Où sont-elles, ses racines ? On imagine qu’il les cache soigneusement au regard des passants, comme un jardin secret, un trésor oublié. Quelle terre nourrissait ses racines enchevêtrées ? Où était l’origine de son monde, la source de sa sève ? A-t-il gardé le souvenir de la graine qui le contenait tout entier ? Rêve-t-il de son Afrique natale, le soir, au fond de son entrepôt ?

Voilà que je pars encore dans un de mes délires. C’est ma spécialité. Coupant court à mes élucubrations, je traverse sans regarder. Un coup de klaxon strident me sort de ma distraction, et je vois passer un automobiliste furibond qui me fait des grands gestes peu amènes. Confuse, je rougis. Cette fois-ci, c’était moins une !

L’homme descend de son camion, le contourne et ouvre le hayon-arrière de son fourgon au moment où j’arrive à sa hauteur. Il me jette un regard amusé et m’apostrophe :

« Vous étiez à ce point fascinée par mon camion que vous avez failli passer sous les roues de ce chauffard, ou était-ce pour mon charme naturel ? »

Je rougis de plus belle, et ignorant la seconde partie de sa phrase, lui réponds :

« J’admirais simplement cet arbre, et essayais d’imaginer sa terre africaine natale. Je n’ai pas entendu la voiture. Je suis un peu distraite … »
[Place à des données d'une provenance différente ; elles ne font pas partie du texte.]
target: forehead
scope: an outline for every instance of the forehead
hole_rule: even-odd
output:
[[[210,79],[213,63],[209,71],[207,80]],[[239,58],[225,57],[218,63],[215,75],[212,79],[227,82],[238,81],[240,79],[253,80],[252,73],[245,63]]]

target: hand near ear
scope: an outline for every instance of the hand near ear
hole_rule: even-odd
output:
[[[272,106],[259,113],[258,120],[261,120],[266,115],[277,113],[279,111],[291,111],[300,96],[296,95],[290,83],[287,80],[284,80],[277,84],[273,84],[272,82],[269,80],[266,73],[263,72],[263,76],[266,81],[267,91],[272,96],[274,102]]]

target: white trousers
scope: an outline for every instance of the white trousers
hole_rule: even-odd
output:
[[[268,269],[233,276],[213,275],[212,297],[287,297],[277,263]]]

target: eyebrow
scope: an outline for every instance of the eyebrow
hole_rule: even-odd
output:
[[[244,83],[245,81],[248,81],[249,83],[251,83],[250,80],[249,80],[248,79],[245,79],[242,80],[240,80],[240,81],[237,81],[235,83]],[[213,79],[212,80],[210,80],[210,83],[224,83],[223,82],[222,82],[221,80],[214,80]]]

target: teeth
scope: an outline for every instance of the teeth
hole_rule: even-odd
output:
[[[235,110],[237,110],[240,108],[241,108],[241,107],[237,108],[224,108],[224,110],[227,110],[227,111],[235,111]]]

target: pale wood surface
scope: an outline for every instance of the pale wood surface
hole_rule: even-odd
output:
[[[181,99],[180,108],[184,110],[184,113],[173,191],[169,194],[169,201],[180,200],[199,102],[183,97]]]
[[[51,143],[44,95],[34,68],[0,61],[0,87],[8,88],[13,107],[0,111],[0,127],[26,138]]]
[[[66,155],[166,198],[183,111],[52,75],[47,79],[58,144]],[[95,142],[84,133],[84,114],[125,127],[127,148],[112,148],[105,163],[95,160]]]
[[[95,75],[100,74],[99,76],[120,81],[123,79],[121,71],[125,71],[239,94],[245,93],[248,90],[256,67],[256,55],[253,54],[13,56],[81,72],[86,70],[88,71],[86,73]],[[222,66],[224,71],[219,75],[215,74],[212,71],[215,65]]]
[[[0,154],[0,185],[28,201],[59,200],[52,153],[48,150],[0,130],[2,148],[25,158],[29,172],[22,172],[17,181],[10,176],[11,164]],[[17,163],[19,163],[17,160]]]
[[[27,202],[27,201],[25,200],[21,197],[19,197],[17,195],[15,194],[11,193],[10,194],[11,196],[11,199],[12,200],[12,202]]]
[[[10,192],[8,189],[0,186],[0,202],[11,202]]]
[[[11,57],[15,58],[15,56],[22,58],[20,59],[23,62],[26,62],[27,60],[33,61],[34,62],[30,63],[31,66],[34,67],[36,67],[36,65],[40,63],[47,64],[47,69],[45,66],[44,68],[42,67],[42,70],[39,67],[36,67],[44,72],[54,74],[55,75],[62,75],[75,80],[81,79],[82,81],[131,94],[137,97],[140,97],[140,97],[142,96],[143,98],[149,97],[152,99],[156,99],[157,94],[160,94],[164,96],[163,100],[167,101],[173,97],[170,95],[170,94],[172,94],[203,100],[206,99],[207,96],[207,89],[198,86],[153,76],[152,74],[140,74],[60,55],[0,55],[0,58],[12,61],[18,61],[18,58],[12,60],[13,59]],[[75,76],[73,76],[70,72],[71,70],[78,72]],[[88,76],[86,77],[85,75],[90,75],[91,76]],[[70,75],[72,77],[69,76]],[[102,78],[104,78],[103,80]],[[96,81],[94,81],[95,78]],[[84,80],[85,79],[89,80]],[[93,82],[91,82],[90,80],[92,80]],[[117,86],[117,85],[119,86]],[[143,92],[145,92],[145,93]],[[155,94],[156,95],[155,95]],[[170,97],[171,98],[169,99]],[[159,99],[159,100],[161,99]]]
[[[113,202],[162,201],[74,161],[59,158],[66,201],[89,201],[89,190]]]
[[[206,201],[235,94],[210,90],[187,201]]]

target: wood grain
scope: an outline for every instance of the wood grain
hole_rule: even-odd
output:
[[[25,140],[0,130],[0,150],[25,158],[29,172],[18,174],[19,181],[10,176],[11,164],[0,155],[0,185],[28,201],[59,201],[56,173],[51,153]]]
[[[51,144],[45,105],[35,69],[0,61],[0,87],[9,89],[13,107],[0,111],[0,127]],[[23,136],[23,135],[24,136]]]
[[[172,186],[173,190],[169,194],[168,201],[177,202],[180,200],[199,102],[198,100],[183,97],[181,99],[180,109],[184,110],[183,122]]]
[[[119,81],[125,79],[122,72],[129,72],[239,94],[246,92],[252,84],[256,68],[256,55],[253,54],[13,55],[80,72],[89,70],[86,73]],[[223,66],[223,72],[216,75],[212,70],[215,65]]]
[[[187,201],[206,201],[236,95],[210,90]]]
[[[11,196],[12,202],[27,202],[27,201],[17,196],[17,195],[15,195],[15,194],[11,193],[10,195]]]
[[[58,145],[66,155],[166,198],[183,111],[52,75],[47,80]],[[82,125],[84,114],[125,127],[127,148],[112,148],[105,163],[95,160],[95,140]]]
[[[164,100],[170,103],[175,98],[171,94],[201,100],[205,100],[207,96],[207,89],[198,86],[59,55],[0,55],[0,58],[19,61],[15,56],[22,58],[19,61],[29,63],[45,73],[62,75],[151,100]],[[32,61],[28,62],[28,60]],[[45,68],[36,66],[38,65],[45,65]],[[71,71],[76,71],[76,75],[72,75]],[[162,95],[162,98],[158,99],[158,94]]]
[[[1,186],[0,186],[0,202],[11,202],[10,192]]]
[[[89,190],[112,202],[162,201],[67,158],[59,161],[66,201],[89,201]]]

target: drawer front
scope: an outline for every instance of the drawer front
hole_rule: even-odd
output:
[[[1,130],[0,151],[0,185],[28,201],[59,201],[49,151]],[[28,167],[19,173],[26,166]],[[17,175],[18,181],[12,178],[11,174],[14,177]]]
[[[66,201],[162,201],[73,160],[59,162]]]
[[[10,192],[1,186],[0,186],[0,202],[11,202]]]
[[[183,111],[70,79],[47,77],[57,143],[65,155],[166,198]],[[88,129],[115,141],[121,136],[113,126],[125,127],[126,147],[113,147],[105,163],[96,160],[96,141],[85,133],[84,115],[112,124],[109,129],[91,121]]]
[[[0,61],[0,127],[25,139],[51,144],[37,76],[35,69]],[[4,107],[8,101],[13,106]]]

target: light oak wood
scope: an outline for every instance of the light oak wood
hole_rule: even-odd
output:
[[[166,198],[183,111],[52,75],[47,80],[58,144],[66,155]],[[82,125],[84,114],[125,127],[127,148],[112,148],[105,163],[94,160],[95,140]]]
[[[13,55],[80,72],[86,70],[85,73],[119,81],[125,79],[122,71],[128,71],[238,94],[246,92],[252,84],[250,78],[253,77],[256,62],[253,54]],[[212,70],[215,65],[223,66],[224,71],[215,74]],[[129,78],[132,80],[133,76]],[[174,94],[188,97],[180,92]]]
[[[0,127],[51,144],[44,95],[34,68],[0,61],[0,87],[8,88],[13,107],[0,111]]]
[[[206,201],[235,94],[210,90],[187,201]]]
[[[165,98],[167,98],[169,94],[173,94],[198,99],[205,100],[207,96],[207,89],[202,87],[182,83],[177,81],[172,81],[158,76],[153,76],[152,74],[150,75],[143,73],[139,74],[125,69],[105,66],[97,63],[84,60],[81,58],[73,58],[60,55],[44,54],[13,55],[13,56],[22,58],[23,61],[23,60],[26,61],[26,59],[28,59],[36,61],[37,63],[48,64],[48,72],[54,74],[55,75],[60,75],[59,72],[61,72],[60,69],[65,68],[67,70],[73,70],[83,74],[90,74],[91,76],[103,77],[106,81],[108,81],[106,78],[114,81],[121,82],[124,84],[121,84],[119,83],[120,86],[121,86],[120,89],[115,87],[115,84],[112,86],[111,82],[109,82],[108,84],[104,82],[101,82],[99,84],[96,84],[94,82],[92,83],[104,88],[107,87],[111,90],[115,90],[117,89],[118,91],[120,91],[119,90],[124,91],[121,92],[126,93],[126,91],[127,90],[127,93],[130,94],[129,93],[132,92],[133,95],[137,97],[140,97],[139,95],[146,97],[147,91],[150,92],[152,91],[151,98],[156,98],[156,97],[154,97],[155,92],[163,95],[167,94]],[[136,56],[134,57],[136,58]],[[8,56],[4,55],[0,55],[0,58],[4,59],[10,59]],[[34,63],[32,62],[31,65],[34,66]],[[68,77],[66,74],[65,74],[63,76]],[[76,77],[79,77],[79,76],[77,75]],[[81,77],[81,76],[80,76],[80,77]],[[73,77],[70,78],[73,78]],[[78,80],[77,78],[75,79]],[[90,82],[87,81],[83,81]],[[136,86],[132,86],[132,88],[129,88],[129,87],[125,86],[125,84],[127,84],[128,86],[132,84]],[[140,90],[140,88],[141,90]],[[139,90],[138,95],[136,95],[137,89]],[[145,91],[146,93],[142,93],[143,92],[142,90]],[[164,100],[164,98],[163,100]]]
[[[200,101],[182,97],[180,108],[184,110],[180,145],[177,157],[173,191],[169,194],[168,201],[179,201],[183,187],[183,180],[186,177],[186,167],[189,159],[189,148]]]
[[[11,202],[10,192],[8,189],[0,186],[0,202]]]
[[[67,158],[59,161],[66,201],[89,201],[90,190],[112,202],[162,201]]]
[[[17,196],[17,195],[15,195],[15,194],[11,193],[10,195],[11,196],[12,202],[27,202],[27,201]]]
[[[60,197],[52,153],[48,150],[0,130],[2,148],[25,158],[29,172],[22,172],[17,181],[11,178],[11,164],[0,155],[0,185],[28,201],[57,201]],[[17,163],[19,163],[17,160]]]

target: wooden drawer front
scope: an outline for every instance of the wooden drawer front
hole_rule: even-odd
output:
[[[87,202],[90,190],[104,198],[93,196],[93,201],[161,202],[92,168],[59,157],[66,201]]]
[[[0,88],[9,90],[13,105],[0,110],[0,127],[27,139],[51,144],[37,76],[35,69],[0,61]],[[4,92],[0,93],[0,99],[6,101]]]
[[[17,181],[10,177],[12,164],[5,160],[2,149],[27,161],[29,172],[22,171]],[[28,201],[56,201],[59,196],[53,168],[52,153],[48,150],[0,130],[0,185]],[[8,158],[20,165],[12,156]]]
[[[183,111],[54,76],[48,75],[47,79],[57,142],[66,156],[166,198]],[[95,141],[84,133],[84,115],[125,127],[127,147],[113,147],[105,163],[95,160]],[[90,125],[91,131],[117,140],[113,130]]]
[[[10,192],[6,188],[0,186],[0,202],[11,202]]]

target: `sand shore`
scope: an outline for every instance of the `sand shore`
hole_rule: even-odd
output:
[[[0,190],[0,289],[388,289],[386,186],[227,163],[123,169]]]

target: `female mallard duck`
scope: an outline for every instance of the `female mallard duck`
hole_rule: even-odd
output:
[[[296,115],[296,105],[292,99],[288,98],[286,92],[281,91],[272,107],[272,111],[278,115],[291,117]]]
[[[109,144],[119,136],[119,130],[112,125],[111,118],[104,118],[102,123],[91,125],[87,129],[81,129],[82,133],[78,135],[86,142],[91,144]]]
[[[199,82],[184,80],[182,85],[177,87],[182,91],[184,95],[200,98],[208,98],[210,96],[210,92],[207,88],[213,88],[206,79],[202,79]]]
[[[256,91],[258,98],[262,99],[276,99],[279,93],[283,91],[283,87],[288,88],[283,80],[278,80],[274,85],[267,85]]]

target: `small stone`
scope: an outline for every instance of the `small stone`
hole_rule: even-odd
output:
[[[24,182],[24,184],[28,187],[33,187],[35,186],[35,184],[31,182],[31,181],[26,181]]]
« Un peu, effectivement. Il faut beaucoup d’imagination pour voir l’Afrique dans ce logo monochrome. Faites un peu attention ou la prochaine fois, ça vous jouera des tours ! »

Un peu vexée par le sourire moqueur qui accompagne ses mots, je lance sèchement :

« Merci de vos conseils. Je ne sais pas pourquoi cet arbre m’a plu, d’ailleurs. Maintenant que je le vois de plus près, je trouve qu’il manque de feuilles et de couleurs. Bonne journée à vous ! »

Je m’éloigne rapidement, sans le regarder, et me dirige vers le pavillon du marché. A la porte, un jeune garçon à l’allure bohème, la tignasse dissimulée par un énorme bonnet de laine, n’a rien perdu de la scène. Il me salue d’un pouce levé vers le ciel lorsque j’entre dans le marché couvert, et ajoute goguenard :

« Parfois, il suffit d’y croire ! »

C’est un petit matin frileux, les acheteurs sont rares et les maraîchers bavards. Je fais le tour des étals et retrouve ma bonne humeur. Je remplis mon panier de mandarines, kakis, oranges, kiwis, pommes variées. Il me faut faire provisions de couleurs pour affronter la grisaille qui habille cet hiver à n’en plus finir. En sortant, je ne peux m’empêcher d’admirer l’arc-en-ciel qui remplit mon panier.

Le camion est toujours là, mais le chauffeur a refermé son hayon. Il me regarde d’un air réprobateur. Avant de monter dans sa cabine il pointe un doigt accusateur en ma direction et me lance :

« Je ne sais pas comment vous avez fait ça, mais laissez-moi vous dire que c’est nul ! »

Très étonnée, je le regarde sans comprendre. Il me fait un geste de la tête, désignant sa benne. Je lève les yeux vers le logo. Le baobab tristement dénudé s’est habillé d’une symphonie de couleurs. En quelques minutes, il s’est recouvert d’une multitude de feuilles de toutes les couleurs. Les nuances du jaune prédominent, éclairées par un soleil africain conquérant. Il s’insinue jusqu’au fond de ses racines, qui déploient désormais leur arborescence dans une terre orangée, là où il n’y avait que du noir il y a quelques minutes. C’est si beau que j’éclate de rire, entraînant les passants dans mon fou-rire. Toute la rue semble éclairée par le soleil d’Afrique.

« Mais, je n’ai rien fait … » dis-je en direction du chauffeur, qui me lance un regard noir.

Un homme passe à côté de moi, en sifflotant un air de reggae.

« Qui sait ? » chantonne-t-il. « Certains souhaits se réalisent quand le désir était vraiment sincère … »

Il poursuit son chemin sans se retourner, et je reconnais le jeune homme au bonnet de tout à l’heure. De sa poche dépasse le couvercle d’une bombe de peinture. Il me fait un signe de la main, le pouce levé vers le ciel, au-dessus de sa tête, puis se retourne une seconde et ponctue son sourire d’un clin d’œil appuyé. Puis, il disparaît dans la foule du boulevard.